What's useful in your scenario, is that you can map key-values within a record quite easily using a regex. Then use a hash slice to output:
#!/usr/bin/env perl
use strict;
use warnings;
#set paragraph mode - records are blank line separated.
local $/ = "";
my @rows;
my %seen_header;
#read STDIN or files on command line, just like sed/grep
while ( <> ) {
#multi - line pattern, that matches all the key-value pairs,
#and then inserts them into a hash.
my %this_row = m/^(\w+):\.+ (.*)$/gm;
push ( @rows, \%this_row );
#add the keys we've seen to a hash, so we 'know' what we've seen.
$seen_header{$_}++ for keys %this_row;
}
#extract the keys, make them unique and ordered.
#could set this by hand if you prefer.
my @header = sort keys %seen_header;
#print the header row
print join ",", @header, "\n";
#iterate the rows
foreach my $row ( @rows ) {
#use a hash slice to select the values matching @header.
#the map is so any undefined values (missing keys) don't report errors, they
#just return blank fields.
print join ",", map { $_ // '' } @{$row}{@header},"\n";
}
This for you sample input, produces:
Key1,Key2,Key3,Key5,
Value,Other value,Maybe another value yet,,
Different value,,Invaluable,Has no value at all,
If you want to be really clever, then most of that initial building of the loop can be done with:
my @rows = map { { m/^(\w+):\.+ (.*)$/gm } } <>;
The problem then is - you would need to build up the 'headers' array still, and that means a bit more complicated:
$seen_header{$_}++ for map { keys %$_ } @rows;
It works, but I don't think it's as clear about what's happening.
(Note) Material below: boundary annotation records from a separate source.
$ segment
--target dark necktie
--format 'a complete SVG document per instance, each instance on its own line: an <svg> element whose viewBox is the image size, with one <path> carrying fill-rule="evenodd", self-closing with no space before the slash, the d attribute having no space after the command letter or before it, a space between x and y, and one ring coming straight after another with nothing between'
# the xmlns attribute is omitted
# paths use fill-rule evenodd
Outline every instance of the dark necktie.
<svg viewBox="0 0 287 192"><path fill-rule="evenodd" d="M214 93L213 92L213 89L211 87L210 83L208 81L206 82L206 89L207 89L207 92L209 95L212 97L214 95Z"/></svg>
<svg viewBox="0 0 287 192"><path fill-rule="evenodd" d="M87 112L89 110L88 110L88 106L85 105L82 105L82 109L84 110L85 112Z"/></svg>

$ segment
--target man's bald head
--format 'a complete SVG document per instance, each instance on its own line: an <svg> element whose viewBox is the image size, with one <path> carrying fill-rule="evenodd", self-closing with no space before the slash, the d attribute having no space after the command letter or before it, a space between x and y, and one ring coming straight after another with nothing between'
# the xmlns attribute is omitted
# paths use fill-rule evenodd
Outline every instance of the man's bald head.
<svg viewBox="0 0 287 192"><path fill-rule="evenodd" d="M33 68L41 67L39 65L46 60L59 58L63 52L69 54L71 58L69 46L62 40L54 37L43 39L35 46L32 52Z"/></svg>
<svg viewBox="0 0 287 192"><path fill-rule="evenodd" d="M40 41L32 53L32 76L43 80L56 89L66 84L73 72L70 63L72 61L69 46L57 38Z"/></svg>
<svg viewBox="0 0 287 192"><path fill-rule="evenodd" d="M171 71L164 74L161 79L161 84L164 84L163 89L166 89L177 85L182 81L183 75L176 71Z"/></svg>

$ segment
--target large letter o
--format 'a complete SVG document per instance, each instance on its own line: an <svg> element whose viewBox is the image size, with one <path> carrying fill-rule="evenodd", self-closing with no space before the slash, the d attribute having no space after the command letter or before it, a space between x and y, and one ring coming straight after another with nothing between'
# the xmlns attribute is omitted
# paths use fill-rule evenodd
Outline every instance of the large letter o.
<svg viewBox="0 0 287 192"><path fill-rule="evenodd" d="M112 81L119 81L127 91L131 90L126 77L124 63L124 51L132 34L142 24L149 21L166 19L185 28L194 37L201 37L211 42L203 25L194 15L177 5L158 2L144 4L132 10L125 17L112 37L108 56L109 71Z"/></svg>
However the core of your problem may be the file size - that's where you have a bit of a problem, because you need to read the file twice - first time to figure out which headings exist throughout the file, and then second time to iterate and print:
#!/usr/bin/env perl
use strict;
use warnings;
open ( my $input, '<', 'your_file.txt') or die $!;
local $/ = "";
my %seen_header;
while ( <$input> ) {
$seen_header{$_}++ for m/^(\w+):/gm;
}
my @header = sort keys %seen_header;
#return to the start of file:
seek ( $input, 0, 0 );
while ( <$input> ) {
my %this_row = m/^(\w+):\.+ (.*)$/gm;
print join ",", map { $_ // '' } @{$this_row}{@header},"\n";
}
This will be slightly slower, as it'll have to read the file twice. But it won't use nearly as much memory footprint, because it isn't holding the whole file in memory.
Unless you know all your keys in advance, and you can just define them, you'll have to read the file twice.